Jurisdictional Priorities

South Australia:

Application of the Early Years Learning Framework in South Australia, as a strategy for improving ‘readiness for school’ seems a backward step as this framework only includes from Birth to 5 years. In South Australia early childhood is considered to be from birth to 8 years, and systems and current curricula are structured on this basis. There has been criticism of the Framework concerning whether it is inclusive of Indigenous children and families, and given the rush with which it was put together, consultation was very difficult. So the use of this Framework is likely to be problematic.

There remains an urgent issue of identifying and supporting Indigenous childcare and pre-school workers to gain qualifications needed to expand the services and to provide culturally responsive programs.

Again there are issues around separating attendance from engagement and connections. Attendance will always be low unless students are engaged – the measures need to be based on Indigenous student and parent satisfaction and the indicators need to look at how cultural responsive and inclusive a school is. Schools need to have staff who are deemed culturally competent by an Indigenous community committee. The evidence based attendance strategy needs to include evidence about the quality of the relationship between the Indigenous community and the school.

Tracking Progress and Building on What Works

National Clearinghouse on What Works:

In regards to this clearing house proposal it is unclear why an existing clearinghouse could not be used rather than setting up a new body. The Australian Research Alliance for Children (ARACY), for example, are an existing national group based in Western Australia that has a large number of Indigenous staff and are nationally recognized for their work with Indigenous communities across the country. Other groups such as the Australian Institute for Aboriginal and Torres Strait Islander Studies (AIATSIS) could also be involved.

Conclusion

The Plan attempts to confront recognisable and urgent problems facing Indigenous education across the various sectors of education in Australia. Experience tells us however, that a longer term approach, than the Plan proposed here, embedded in reconciliation principles is essential. The short term nature of the nominated goals and expected outcomes is unreasonable. What is needed is long term infrastructure and resource commitments so that this Action Plan does not become yet another short term ‘quick fix’ that does not deliver tangible benefits to Indigenous peoples.
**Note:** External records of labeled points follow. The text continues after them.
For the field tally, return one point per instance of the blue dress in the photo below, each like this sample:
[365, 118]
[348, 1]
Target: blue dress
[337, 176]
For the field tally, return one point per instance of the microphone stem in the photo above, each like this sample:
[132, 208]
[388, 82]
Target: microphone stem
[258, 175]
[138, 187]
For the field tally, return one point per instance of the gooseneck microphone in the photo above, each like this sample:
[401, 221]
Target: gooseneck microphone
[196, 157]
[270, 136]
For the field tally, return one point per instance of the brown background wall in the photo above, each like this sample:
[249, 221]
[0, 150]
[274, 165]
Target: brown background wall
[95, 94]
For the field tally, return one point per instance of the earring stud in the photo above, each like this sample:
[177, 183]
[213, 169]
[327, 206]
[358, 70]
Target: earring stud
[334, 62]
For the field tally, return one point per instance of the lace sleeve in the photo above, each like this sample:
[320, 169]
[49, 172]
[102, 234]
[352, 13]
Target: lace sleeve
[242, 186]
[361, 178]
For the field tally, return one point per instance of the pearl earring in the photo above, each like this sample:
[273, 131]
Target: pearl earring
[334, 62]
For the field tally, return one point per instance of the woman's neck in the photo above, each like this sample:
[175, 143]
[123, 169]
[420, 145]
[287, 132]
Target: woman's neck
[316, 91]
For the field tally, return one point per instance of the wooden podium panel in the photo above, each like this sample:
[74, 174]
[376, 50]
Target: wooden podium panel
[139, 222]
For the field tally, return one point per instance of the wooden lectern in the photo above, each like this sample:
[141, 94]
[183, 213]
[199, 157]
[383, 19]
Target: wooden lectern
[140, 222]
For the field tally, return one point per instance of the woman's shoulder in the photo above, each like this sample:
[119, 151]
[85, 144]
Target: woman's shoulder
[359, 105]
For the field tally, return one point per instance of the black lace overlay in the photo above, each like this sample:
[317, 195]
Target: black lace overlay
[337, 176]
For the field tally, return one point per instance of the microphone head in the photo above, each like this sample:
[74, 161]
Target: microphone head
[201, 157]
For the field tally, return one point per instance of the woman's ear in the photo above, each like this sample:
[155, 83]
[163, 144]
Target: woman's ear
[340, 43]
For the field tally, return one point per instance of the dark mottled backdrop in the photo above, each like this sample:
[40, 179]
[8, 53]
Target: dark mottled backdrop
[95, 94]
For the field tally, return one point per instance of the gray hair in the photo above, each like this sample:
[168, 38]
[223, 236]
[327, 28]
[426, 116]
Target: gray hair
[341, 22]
We would like to reaffirm the primacy of Indigenous claims to provision of culturally appropriate and properly resourced education services that take respectful consideration of significant Indigenous community strengths. This extends to curriculum and pedagogical reform that positions Indigenous cultural identity as central within the education project. The Plan does not adequately address the problem of student engagement with the education process. The most significant gap is any attempt to position the Plan within the well recorded and complex web of social determinants of Indigenous health and education outcomes.  There is scant detail about processes for Indigenous people to evaluate education services on offer and for effectively engaging Indigenous community members in the education of their children.  There is no clear reference to Aboriginal parent and support groups in schools. We are concerned that PACE committees in schools inadequately provides a representative structure for Aboriginal parents to become engaged in the decision-making process. Without a functioning representative structure for parent/ caregiver engagement attempts to improve attendance are likely to fail.

Evaluation, targets and performance indicators detailed within the Plan are skewed toward quantitative measures which are not useful when applied as the only measure for evaluating education outcomes in cross cultural and multi-lingual environments (or any education environment for that matter). A mix of quantitative and qualitative measures is strongly recommended as the basis for evaluating progress and, in particular, a link between action and accountability targets focusing on services and infrastructure provision and quality and indicators for indigenous people themselves.